- Alia, de 19 anos, fugiu de Daykundi para Cabul para evitar o casamento e se matriculou em um curso de inglês, em meio às restrições de educação para meninas no Afeganistão.
- No país, escolas formais para meninas são proibidas desde 2021 para maiores de 12 anos; opções atuais são cursos privados caros e madrasas, que não substituem a educação formal.
- Muitas meninas enfrentam o futuro sem possibilidade de estudar ou trabalhar, levando milhões a considerarem o casamento como única saída.
- Shama, 18 anos, casou-se há quatro anos por pressão da mãe e hoje é mãe de duas filhas; ela lamenta ter perdido a chance de estudar e se tornar médica.
- Autoridades talibãs dizem haver avanços, como permissões para mulheres administrarem negócios, mas a maioria das meninas continua sem acesso à educação além da ensino fundamental, gerando continuidade de discriminação e insegurança.
Alia, cuja identidade foi preservada por segurança, viajou de sua aldeia até Kabul para fugir de um casamento forçado.

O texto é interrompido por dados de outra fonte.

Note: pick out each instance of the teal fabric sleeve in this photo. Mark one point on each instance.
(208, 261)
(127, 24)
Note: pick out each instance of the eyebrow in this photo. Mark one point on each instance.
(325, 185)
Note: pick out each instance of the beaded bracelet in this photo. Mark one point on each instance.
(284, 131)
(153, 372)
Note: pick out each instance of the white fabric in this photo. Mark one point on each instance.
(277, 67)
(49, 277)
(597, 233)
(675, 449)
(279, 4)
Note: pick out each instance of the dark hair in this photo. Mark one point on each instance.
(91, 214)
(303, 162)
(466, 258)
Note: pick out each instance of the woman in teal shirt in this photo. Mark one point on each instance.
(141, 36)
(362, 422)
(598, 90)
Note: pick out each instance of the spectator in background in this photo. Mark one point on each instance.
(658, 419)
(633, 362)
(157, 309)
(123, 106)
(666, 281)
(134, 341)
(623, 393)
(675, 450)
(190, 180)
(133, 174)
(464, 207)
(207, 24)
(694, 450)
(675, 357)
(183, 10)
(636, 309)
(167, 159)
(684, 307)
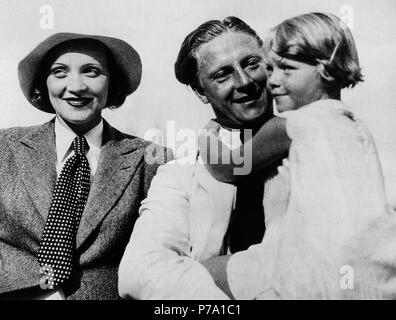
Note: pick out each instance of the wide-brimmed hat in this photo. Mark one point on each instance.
(127, 61)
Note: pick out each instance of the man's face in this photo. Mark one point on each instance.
(232, 75)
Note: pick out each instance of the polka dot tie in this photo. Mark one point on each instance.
(56, 253)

A viagem de taxi ocorreu no ano passado, com a companhia de uma prima, sob regras que exigem que mulheres viagem acompanhadas por um parente masculino.

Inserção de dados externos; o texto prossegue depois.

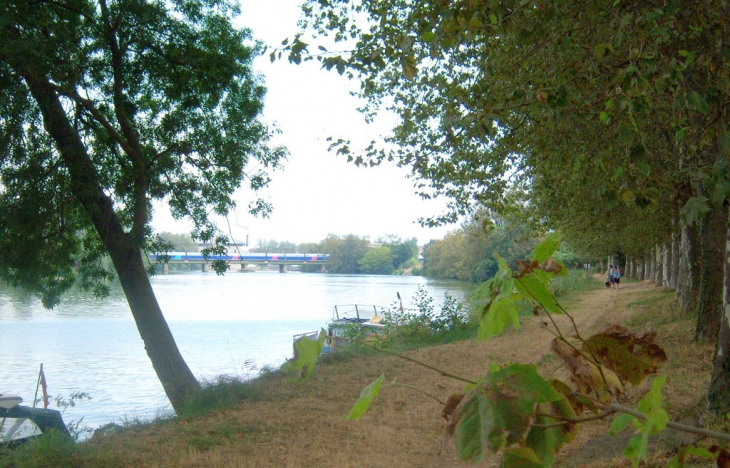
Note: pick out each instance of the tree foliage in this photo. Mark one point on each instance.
(180, 242)
(468, 253)
(344, 252)
(515, 411)
(603, 114)
(377, 261)
(107, 107)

A chegada a Kabul marcou o início de uma tentativa de aprendizado: Alia se matriculou em um curso de inglês, uma opção cara e limitada a quem pode pagar. Educação formal continua interrompida para meninas acima de 12 anos no país.
Quase cinco anos se passaram desde a proibição imposta pelo regime talibã. Enquanto milhões de garotas ficam sem educação além do ensino básico, muitas famílias veem o casamento como única saída prática para as jovens.

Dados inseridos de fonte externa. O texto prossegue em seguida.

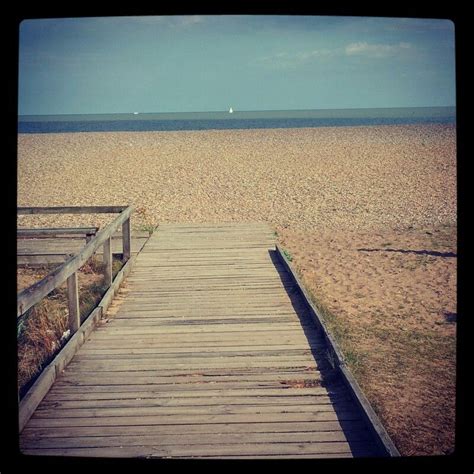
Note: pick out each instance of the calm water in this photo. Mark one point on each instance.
(236, 120)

A história de Alia não é comum apenas pela bravura; ela pertence a uma família com condições financeiras para buscar oportunidades, algo raro em um país com baixos índices de acesso básico conforme a ONU.
Antes da proibição, os pais de Alia encorajavam o sonho de se tornar piloto. Hoje, eles sugerem casamento como opção mais viável, embora continuem apoiando o curso de inglês com recursos próprios.
Entre as propostas de casamento, a jovem teme ser forçada a aceitar um matrimônio que lhe negaria liberdade. A resistência é marcada por promessas de espera, caso a família respeite sua autonomia.
Em Kabul, Shama enfrenta realidade semelhante. Migrou do estudo para a maternidade bem cedo, aos 18 anos, após pressão da mãe, em meio a um país em que meninas não têm garantia de escola.
A mãe de Shama, Kamila, trabalhou como faxineira para sustentar as filhas após a morte do marido. Ela relata o medo de interferência de autoridades e a perda de oportunidades para as filhas.
Shama lamenta ter perdido a chance de se tornar médica e relata desgaste emocional ao ver personagens femininas trabalhando ou estudando em filmes. A família ainda a apoia, mas a sensação de prisão persiste.
A irmã de Shama, Nora, tem 18 anos e teme enfrentar o mesmo destino. Ela deseja continuar os estudos, mas acredita que a escola não reabrirá sob o governo talibã em tempo próximo.
Desde 2021, a resposta oficial sobre a reabertura das escolas para meninas tem variado, indo de questões de segurança a falta de confirmação. Atualmente, autoridades citam decisão não tomada pela liderança.
Em meio a relatos, o ministro da Educação afirma que cerca de sete milhões de meninos e cinco milhões de meninas estudam no país, mantendo restrição à educação além do sexto ano como tema separado.
Consultado, o porta-voz Hamdullah Fitrat evitou foto com a imprensa e repetiu a necessidade de resposta da educação. O ministério não respondeu a perguntas sobre o tema.
As entrevistas revelam divergências dentro do governo talibã sobre a educação feminina, enquanto a liderança suprema mantém posição rígida. Enquanto isso, a vida diária das mulheres fica cada vez mais restrita.
Para muitas, a percepção é de abandono internacional. Alia aponta que, sem apoio efetivo, mudanças significativas parecem distantes e improváveis no curto prazo.
Kamila dirige uma mensagem aos pais de todo o mundo: permitir que as filhas estudem e trabalhem pode abrir caminhos de independência, algo que, no Afeganistão, permanece distante para muitas famílias.